I warmly welcome an approach on differencing between two continuous fractions Without applying the appropriate algebra to reduce the continuous fraction. I cannot find a way without completing the fraction into a single rational part, for example, given two prime integers whereby $\gcd(17,11)=1, \gcd(17,3)=1$ $$\frac{17}{11}=1+\frac{1}{1+\frac{1}{1+\frac{1}{5}}}, \frac{17}{3}=5+\frac{1}{1+\frac{1}{1+\frac{1}{1}}}$$
When I take the difference of the two, for example, I denote $\frac{17}{11}=S, \frac{17}{3}=S^*$ then I get $$S^*-S=\frac{17}{3}-\frac{17}{11}=(5-1)+\left(\frac{1}{1+\frac{1}{1+\frac{1}{1}}}-\frac{1}{1+\frac{1}{1+\frac{1}{5}}}\right)$$
I have a partial method, however, I am no expert and would appreciate feedback on the approach, especially when taking the reciprocal and finding its quotient & remainder.
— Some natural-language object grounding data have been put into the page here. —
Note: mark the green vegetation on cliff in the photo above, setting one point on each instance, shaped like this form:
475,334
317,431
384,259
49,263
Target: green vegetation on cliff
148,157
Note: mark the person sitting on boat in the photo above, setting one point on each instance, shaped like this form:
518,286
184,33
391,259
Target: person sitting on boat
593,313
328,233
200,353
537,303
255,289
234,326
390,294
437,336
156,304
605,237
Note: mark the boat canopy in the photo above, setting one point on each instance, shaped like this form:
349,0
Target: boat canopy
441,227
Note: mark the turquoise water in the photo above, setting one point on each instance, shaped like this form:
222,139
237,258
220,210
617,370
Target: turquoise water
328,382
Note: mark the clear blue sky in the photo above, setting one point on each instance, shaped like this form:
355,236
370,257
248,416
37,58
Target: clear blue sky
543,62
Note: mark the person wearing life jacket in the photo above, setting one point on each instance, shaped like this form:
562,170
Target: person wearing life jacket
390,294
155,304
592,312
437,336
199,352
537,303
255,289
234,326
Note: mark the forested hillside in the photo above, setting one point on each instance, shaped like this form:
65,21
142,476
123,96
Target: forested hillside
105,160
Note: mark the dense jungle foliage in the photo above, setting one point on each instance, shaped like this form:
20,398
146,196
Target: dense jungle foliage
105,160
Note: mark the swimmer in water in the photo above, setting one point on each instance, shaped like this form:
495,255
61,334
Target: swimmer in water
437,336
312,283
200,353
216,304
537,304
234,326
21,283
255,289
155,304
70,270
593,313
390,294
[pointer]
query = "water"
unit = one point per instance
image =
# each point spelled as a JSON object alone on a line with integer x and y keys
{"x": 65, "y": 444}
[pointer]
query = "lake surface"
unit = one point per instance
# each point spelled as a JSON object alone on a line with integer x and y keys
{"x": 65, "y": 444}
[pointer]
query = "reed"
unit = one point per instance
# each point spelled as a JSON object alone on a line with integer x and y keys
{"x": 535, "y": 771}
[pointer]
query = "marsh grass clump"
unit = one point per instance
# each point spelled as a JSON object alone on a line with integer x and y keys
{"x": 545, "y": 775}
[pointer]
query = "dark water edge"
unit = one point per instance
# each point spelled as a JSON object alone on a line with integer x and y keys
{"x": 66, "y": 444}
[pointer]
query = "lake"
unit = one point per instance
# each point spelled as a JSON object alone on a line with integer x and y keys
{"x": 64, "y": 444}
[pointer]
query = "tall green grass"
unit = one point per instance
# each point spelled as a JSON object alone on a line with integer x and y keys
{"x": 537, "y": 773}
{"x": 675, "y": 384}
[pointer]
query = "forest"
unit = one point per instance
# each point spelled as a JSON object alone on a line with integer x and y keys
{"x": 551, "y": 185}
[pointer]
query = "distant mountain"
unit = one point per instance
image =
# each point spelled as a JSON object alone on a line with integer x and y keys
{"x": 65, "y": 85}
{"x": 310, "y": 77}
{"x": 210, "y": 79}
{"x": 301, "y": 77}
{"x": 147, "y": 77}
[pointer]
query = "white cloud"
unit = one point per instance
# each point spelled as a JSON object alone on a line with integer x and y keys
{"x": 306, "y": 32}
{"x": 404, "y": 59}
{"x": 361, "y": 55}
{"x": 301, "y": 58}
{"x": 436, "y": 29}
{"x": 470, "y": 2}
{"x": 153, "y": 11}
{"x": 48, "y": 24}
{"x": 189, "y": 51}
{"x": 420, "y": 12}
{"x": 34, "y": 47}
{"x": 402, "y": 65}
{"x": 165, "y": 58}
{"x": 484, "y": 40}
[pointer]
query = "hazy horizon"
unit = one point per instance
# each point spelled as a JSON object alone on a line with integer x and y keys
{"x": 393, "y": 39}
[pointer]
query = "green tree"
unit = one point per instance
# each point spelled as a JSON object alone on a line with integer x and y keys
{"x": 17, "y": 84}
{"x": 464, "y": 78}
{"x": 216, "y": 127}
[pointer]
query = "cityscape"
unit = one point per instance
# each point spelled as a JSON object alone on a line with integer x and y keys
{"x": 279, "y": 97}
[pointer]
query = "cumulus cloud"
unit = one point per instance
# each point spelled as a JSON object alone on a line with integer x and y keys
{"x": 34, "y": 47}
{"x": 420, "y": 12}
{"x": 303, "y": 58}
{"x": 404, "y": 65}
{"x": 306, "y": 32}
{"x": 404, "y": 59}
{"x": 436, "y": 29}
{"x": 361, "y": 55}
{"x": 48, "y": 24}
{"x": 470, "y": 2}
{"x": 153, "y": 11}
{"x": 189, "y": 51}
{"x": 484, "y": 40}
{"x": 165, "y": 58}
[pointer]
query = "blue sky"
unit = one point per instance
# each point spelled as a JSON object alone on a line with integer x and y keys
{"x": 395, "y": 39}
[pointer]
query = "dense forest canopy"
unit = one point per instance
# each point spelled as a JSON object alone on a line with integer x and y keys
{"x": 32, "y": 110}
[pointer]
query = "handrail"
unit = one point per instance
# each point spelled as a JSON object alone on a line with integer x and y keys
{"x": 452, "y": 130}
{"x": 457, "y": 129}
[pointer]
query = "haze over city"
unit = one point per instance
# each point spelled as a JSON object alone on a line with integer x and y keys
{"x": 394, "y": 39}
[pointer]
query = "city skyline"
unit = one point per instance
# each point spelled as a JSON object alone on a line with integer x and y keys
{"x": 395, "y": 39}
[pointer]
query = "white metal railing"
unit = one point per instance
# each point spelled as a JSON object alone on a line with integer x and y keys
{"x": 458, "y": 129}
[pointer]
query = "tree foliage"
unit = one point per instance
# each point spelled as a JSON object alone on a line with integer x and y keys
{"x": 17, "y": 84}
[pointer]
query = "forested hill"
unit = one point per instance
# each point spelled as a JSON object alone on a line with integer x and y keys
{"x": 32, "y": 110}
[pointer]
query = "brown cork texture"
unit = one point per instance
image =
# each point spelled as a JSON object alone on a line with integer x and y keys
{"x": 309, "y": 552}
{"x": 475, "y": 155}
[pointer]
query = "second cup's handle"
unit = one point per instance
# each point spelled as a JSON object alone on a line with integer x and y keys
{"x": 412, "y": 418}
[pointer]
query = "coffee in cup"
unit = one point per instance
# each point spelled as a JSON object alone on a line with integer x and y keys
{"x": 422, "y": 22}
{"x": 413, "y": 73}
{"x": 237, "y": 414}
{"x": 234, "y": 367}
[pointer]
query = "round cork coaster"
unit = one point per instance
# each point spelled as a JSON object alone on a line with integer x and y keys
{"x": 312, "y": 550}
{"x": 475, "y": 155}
Forexample:
$$S_1=\frac{p_1}{q_1}=a_0+\frac{r_1}{q_1}, S^*_1=\frac{p_1^*}{q_1^*}=a_0^*+\frac{r_1^*}{q_1^*} \\ S_1^*-S_1 = (a_0^*-a_0)+ \left(\frac{r_1^*}{q_1^*}-\frac{r_1}{q_1} \right)$$
Suppose I denote the fraction on the right as $A_1=\left(\frac{r_1^*}{q_1^*}-\frac{r_1}{q_1} \right)$, then taking the inverse, I get $$A_1 = \frac{1}{\left(\frac{q_1^*q_1}{r_1^*q_1-r_1q_1^*}\right)}$$
For positive integers $q_1,q^*_1 > 0$, then $\frac{1}{\left(\frac{r_1^*}{q_1^*}\right)=a_1^*+\frac{r_2^*}{q_2^*}}$, $\frac{1}{\left(\frac{r_1}{q_1}\right)=a_1+\frac{r_2}{q_2}}$, which I then find the next calculation to be $$\frac{1}{\left(\frac{q_1^*q_1}{r_1^*q_1-r_1q_1^*}\right)}=\frac{1}{\left(\frac{1}{\left(\frac{r_1^*q_1-r_1q_1^*}{q_1^*q_1}\right)}\right)}=\frac{1}{\left(\frac{1}{\left(a_1^*+\frac{r_2^*}{q_2^*}-a_1-\frac{r_2}{q_2}\right)}\right)}=\frac{1}{\left(\frac{1}{\left((a_1^*-a_1)+\frac{r_2^*}{q_2^*}-\frac{r_2}{q_2}\right)}\right)}$$
Then repeating the above algorithm recursively, although the approach is time-consuming and whether a faster method exists is strongly appreciated. Because I would have to apply the division algorithm separately for each rational remainder, then take the difference.